Galactica departs the station and ascends a chain lift hill. The train enters the first drop, dips to the right, and rises back up through the ride's centrepiece theming element – a portal – which correlates to the ride's space theme. Immediately following this, the track twists, turning riders from the prone position onto their backs. The train then embarks on a large upward left turn before twisting again, returning riders to the prone position. After exiting from this lie-to-fly element, the train passes underneath a small ravine before pitching up into a tight turn over the plaza area. A 360-degree inline twist is followed by a series of smaller turns and dips in the track, before coming to a stop on the brake run and returning to one of the ride's two stations.

==Reception==
The Tussauds Group, then owners of Alton Towers in the early 2000s, claimed that Air contributed to the park's strong performance in 2002 and 2003.

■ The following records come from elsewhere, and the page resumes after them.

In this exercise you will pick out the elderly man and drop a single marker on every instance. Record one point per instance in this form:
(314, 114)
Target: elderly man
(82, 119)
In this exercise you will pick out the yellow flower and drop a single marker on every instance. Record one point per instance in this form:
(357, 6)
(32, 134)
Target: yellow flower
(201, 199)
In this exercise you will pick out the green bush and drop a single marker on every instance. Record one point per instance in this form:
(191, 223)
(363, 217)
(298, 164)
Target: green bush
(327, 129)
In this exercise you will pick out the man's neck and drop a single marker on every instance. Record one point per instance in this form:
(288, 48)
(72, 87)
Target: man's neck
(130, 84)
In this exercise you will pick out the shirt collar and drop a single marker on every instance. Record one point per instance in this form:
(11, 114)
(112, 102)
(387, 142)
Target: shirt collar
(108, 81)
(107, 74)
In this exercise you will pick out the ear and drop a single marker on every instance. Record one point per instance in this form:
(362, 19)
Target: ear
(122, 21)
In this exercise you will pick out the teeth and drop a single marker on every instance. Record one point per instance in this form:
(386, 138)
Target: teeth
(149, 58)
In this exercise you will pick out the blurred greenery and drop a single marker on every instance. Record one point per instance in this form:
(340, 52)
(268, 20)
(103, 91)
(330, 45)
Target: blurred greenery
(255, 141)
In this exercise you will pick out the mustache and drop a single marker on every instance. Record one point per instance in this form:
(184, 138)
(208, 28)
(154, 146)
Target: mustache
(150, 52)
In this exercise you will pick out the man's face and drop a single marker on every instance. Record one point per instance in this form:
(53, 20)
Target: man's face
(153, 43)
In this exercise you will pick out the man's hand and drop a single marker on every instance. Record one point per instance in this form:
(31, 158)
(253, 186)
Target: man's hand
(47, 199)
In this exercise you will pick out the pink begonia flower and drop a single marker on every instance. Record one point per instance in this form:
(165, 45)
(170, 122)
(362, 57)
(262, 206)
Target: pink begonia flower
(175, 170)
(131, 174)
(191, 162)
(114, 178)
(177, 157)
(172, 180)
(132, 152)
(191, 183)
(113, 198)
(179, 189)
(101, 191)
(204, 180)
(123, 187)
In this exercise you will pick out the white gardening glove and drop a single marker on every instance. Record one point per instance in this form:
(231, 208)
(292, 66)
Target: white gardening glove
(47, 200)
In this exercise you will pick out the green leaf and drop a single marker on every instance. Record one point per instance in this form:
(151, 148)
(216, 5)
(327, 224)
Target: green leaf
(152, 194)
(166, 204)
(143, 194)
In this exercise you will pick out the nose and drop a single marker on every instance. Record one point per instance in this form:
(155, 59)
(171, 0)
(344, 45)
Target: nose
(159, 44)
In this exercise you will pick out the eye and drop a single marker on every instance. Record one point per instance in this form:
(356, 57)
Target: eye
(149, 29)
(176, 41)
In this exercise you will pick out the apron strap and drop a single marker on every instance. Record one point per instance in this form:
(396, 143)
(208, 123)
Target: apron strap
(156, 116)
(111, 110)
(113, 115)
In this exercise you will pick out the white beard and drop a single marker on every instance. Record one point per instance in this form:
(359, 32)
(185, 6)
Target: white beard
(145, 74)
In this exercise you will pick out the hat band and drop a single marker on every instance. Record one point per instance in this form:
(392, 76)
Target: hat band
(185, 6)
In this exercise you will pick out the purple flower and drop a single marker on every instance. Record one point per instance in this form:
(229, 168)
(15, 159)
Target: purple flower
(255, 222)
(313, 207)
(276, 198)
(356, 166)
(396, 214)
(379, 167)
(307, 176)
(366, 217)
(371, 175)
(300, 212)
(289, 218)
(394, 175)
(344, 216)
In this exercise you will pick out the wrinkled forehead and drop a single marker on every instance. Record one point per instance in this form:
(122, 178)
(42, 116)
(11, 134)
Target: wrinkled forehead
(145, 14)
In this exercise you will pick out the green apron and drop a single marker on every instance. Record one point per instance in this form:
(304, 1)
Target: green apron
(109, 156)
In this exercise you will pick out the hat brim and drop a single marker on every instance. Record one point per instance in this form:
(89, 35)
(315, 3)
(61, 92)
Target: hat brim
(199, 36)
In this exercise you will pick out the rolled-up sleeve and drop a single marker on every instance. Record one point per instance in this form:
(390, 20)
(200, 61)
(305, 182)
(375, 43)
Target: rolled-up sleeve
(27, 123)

In Amusement Todays annual Golden Ticket Awards, Air was ranked in the top 50 among steel roller coasters numerous times following its opening. It peaked at position 24 in 2003, before dropping to 34 in 2004 and 36 in 2005. In 2006, it tied ranked 49th with another Bolliger & Mabillard flying coaster, Superman: Ultimate Flight. The ride would drop out of the annual rankings the following year, although it would make a brief reappearance as Galactica in 2015 when it ranked 38th.